En medio de la devastadora crisis que azotó Europa en el primer tercio del siglo XIII –justo en el momento en que se gesta la desastrosa Cuarta Cruzada– circularon leyendas y también relatos verídicos en torno a una supuesta cruzada integrada por niños que Dios conduciría milagrosamente al triunfo. Runciman, entre otros, da por ciertos los hechos que tenazmente han querido ser presentados como imaginarios, dando cuenta de las peripecias de grupos de menores que se vieron arrastrados por la alucinada propaganda hasta el punto de ofrecerse voluntarios –aunque no faltaran entre ellos los vendidos por sus propios padres—para reconquistar el sepulcro de Cristo a pesar de la oposición del papa Inocencio y del rey Felipe de Francia.
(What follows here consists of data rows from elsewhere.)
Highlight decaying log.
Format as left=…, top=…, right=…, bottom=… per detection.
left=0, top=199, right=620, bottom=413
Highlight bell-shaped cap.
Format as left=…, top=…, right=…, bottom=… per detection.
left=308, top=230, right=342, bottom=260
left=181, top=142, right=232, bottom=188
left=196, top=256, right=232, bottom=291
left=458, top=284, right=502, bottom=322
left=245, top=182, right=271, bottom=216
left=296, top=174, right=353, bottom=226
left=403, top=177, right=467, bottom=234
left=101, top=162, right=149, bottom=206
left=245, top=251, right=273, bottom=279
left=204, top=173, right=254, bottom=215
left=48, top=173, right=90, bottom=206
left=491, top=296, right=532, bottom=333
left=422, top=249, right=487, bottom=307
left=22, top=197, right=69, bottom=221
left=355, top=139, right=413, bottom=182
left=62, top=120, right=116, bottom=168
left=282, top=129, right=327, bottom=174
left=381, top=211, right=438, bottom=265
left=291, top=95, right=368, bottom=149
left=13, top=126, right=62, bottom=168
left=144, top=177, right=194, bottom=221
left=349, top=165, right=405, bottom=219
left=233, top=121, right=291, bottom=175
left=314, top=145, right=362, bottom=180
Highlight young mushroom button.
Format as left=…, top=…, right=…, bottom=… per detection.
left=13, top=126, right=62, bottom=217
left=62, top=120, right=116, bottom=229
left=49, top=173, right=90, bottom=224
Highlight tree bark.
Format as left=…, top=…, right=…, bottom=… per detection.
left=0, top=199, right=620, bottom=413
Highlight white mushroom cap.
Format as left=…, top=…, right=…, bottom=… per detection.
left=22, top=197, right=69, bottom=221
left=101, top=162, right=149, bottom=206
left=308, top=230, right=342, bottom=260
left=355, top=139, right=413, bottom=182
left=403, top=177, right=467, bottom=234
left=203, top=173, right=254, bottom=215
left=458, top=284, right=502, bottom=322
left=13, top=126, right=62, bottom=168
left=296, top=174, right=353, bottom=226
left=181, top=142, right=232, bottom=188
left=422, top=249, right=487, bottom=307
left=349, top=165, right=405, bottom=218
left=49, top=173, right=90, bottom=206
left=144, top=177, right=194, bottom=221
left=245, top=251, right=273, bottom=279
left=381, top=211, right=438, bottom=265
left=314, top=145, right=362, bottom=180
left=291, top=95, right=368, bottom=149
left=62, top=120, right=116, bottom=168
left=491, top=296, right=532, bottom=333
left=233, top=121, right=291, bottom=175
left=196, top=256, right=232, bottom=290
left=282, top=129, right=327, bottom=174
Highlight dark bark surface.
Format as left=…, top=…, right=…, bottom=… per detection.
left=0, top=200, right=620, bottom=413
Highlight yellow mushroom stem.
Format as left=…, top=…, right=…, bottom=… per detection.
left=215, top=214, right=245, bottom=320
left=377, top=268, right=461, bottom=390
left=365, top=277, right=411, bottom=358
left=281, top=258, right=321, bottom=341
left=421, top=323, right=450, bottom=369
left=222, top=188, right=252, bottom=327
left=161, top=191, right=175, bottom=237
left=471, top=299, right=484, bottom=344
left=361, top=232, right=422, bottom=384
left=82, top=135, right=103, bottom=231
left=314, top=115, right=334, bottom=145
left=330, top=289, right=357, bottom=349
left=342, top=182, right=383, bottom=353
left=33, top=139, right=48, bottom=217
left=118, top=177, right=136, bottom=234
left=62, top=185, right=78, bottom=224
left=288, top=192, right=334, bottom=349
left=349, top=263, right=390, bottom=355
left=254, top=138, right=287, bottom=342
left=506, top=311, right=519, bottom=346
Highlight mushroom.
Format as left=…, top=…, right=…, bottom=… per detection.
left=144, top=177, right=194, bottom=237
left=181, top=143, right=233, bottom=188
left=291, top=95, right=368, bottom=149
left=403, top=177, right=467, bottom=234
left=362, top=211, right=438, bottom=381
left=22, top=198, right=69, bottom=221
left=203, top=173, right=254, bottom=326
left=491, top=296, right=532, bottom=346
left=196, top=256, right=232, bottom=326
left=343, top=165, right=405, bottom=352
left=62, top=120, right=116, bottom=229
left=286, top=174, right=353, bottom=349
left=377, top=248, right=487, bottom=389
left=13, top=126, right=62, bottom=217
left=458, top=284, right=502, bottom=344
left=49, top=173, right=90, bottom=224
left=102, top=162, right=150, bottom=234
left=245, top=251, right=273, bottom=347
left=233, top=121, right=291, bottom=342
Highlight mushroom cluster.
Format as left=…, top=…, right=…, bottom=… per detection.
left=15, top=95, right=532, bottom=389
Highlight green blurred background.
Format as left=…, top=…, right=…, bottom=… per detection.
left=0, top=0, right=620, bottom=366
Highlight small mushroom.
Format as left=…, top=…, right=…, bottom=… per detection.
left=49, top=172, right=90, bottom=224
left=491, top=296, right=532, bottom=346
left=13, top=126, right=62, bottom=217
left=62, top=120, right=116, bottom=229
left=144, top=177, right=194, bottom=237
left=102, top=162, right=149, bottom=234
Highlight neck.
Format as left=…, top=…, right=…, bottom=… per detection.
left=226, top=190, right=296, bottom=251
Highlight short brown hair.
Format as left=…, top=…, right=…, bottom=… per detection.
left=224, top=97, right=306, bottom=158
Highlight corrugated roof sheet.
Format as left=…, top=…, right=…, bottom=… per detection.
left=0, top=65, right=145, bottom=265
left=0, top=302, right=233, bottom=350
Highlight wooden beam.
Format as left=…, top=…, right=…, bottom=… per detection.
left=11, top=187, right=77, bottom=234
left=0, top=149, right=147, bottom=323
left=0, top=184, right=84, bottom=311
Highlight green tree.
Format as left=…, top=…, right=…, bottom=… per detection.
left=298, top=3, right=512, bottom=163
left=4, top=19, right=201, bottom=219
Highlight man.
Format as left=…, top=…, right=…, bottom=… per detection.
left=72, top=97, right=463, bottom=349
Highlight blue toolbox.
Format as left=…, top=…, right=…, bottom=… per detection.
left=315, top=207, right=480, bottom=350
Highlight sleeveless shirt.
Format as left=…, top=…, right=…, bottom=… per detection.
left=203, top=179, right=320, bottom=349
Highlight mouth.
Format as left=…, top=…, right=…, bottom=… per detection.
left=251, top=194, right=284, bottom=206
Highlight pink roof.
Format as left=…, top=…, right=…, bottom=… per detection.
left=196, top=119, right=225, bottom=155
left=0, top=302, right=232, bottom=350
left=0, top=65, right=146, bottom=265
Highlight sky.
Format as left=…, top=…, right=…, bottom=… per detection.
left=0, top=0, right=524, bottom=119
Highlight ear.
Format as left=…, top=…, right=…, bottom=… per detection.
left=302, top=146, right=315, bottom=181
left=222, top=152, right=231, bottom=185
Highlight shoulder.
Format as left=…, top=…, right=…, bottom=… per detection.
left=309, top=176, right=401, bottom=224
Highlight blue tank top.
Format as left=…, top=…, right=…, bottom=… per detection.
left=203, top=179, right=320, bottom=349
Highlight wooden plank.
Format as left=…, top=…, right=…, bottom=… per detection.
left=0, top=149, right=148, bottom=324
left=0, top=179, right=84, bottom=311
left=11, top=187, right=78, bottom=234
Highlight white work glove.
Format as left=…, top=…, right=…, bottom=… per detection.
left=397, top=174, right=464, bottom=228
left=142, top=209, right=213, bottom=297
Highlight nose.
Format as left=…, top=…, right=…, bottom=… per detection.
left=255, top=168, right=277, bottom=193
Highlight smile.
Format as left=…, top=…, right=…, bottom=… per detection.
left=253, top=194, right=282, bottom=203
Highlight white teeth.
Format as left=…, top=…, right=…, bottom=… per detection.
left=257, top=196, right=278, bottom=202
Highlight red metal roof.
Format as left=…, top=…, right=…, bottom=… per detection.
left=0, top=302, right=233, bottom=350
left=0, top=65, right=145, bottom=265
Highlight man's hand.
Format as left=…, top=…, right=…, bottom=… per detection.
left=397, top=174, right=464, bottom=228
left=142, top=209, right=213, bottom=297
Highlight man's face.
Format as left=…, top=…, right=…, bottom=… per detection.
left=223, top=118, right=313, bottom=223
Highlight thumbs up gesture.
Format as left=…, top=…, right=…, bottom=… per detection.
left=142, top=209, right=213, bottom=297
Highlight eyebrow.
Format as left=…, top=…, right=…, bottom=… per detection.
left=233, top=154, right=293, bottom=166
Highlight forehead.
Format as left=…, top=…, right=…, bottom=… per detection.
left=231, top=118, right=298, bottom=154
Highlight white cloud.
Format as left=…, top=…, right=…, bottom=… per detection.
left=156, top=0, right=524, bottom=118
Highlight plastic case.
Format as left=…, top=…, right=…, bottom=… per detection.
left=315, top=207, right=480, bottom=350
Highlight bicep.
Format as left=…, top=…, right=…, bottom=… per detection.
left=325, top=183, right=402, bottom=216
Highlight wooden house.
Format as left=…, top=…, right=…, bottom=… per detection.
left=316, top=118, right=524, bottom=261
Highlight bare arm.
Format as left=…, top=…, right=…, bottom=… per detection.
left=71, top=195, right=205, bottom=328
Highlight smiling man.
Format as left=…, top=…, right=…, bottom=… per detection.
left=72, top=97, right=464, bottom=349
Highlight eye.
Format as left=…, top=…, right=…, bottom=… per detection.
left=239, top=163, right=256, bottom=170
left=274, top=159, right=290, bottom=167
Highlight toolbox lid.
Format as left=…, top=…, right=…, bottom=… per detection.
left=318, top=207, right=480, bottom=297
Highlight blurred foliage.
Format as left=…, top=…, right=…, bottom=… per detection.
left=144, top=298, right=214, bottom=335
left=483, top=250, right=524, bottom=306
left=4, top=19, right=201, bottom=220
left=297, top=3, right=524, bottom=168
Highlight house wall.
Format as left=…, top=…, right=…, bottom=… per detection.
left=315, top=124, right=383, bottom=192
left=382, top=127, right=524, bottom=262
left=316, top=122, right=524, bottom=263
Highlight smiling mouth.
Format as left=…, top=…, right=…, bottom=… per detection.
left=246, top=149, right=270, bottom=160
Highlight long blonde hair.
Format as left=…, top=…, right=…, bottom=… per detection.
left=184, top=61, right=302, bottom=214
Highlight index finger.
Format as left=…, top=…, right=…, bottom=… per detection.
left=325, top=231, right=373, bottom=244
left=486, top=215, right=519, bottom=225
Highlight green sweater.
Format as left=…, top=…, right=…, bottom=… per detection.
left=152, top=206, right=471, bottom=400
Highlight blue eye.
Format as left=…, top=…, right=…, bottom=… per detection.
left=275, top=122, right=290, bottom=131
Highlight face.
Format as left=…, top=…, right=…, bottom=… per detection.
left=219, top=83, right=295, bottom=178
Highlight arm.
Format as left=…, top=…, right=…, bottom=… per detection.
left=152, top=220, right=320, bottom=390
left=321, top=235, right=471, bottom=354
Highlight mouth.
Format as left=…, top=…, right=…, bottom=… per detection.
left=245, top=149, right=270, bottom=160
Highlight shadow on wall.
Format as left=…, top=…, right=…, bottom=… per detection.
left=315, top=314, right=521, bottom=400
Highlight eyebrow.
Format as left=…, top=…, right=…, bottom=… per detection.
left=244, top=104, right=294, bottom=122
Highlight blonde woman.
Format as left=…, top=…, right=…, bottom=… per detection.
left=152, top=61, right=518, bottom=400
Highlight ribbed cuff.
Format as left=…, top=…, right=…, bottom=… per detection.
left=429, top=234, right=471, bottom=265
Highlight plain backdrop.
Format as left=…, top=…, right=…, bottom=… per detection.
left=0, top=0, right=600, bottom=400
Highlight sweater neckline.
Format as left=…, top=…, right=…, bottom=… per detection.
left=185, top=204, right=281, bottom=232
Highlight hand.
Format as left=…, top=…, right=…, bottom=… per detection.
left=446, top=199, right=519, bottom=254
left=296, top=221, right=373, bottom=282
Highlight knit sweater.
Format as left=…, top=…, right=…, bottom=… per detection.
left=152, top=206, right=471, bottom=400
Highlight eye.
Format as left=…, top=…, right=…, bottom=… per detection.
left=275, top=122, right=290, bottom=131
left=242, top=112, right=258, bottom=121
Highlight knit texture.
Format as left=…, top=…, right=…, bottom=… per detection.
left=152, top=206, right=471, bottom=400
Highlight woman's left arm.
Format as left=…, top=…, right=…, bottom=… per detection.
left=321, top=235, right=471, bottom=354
No es nueva, pues, la idea islamista exaltada de utilizar niños suicidas en sus proyectos insurgentes, que estos días estamos comprobando desolados particularmente en Afganistán, donde mulás y comandantes de distrito compran por cien dólares a sus padres niños luego entrenados para el suicidio en madrasas y campamentos terroristas. Uno de ellos, Zekirya, logró escapar semanas atrás de su encierro y entregarse a la policía que, por su lado, habría logrado detener a tiempo a otro menor de doce años y a una niña de diez dispuestos ya al martirio. Ni que decir tiene que los inductores al sacrificio liberador no lo ejecutan nunca por sí mismos sino por persona interpuesta y hambrienta, en su inocencia, en medio de una comunidad arrasada moralmente. Sobre la muletilla de que el Islam es una religión de paz quedaría mucho que debatir.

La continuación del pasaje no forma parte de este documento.